Бороться с фарисейством; разоблачать лицемерие; ниспровергать тирании, узурпации, предрассудки, ложь, суеверия; разрушать храм, чтобы восстановить его, то есть заменить ложное истинным; нападать на свирепую магистратуру; нападать на кровожадное духовенство; взять бич и изгнать менял из святилища; вернуть наследие обездоленных; защищать слабых, бедных, страждущих, подавленных, бороться за преследуемых и угнетенных — такова была война Иисуса Христа. И кто вел эту войну? Это был Вольтер.
Завершением евангельской работы является философская работа; дух кротости начал, дух терпимости продолжил. Скажем это с чувством глубокого уважения: Иисус плакал; Вольтер улыбался. Из этой божественной слезы и из этой человеческой улыбки слагается сладость нынешней цивилизации. [Продолжительные аплодисменты.]
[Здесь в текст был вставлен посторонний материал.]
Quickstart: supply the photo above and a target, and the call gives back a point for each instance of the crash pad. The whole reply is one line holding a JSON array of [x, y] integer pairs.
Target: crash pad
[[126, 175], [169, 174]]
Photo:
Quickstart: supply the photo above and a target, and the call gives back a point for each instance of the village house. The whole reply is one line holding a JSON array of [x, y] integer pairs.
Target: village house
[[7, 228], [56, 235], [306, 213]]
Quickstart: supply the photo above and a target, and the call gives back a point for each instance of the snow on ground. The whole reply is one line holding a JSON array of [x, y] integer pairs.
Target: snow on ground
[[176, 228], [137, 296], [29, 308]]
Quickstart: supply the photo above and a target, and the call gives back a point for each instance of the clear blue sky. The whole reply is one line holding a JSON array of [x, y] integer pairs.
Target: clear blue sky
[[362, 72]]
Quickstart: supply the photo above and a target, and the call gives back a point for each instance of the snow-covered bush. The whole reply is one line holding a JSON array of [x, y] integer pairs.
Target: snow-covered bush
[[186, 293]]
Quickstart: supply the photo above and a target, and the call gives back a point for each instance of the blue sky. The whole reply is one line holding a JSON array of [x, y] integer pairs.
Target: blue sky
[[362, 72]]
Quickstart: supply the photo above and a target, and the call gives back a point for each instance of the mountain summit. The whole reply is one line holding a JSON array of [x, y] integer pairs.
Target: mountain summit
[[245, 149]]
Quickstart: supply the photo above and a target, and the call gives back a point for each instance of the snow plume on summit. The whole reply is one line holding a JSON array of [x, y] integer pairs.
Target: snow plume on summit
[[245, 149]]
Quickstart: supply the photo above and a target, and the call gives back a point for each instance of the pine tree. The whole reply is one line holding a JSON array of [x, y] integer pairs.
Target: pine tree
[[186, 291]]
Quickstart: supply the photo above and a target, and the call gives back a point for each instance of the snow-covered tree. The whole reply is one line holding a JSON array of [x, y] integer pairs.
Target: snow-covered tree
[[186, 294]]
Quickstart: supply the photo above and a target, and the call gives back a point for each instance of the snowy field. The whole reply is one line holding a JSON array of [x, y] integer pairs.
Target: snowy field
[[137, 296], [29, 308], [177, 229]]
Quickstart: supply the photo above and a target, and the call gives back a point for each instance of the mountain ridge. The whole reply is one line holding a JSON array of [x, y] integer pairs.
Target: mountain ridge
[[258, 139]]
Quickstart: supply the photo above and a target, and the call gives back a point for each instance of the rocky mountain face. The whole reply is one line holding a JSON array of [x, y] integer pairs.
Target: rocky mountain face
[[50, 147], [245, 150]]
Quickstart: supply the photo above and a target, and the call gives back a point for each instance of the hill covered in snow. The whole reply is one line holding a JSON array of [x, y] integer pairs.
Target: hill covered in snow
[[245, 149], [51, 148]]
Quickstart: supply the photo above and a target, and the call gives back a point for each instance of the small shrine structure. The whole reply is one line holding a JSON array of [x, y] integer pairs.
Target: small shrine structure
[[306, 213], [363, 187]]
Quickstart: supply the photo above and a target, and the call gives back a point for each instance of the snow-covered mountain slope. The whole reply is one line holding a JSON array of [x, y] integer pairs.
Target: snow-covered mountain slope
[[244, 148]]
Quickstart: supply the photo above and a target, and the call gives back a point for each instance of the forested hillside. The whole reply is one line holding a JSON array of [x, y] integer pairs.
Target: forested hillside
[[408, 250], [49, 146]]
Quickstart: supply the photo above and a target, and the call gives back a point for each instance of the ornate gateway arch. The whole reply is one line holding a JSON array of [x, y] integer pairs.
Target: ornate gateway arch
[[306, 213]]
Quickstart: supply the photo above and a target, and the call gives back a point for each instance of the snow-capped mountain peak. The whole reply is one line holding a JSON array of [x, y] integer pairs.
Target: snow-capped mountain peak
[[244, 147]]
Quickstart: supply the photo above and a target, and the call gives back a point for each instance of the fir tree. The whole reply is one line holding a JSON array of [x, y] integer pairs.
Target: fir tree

Всегда ли Вольтер улыбался? Нет. Он часто был возмущен. Вы заметили это в моих первых словах.
Конечно, господа, мера, сдержанность, пропорция — высший закон разума. Мы можем сказать, что умеренность — само дыхание философа. Усилие мудреца должно состоять в том, чтобы сгустить в своего рода безмятежную уверенность все приближения, из которых состоит философия. Но в определенные моменты страсть к истине поднимается мощно и яростно, и она в своем праве, делая это, подобно штормовым ветрам, которые очищают. Никогда, я настаиваю на этом, ни один мудрец не поколеблет те две августейшие опоры социального труда, справедливость и надежду; и все будут уважать судью, если он есть воплощенная справедливость, и все будут почитать священника, если он представляет надежду. Но если магистратура называет себя пыткой, если Церковь называет себя инквизицией, тогда человечество смотрит им в лицо и говорит судье: «Мне не нужно твоего закона!» и говорит священнику: «Мне не нужно твоего догмата! Мне не нужно твоего огня на земле и твоего ада в будущем!» [Дикое волнение. Продолжительные аплодисменты.] Тогда философия поднимается в гневе и предает судью суду, а священника — Богу! [Удвоенные аплодисменты.]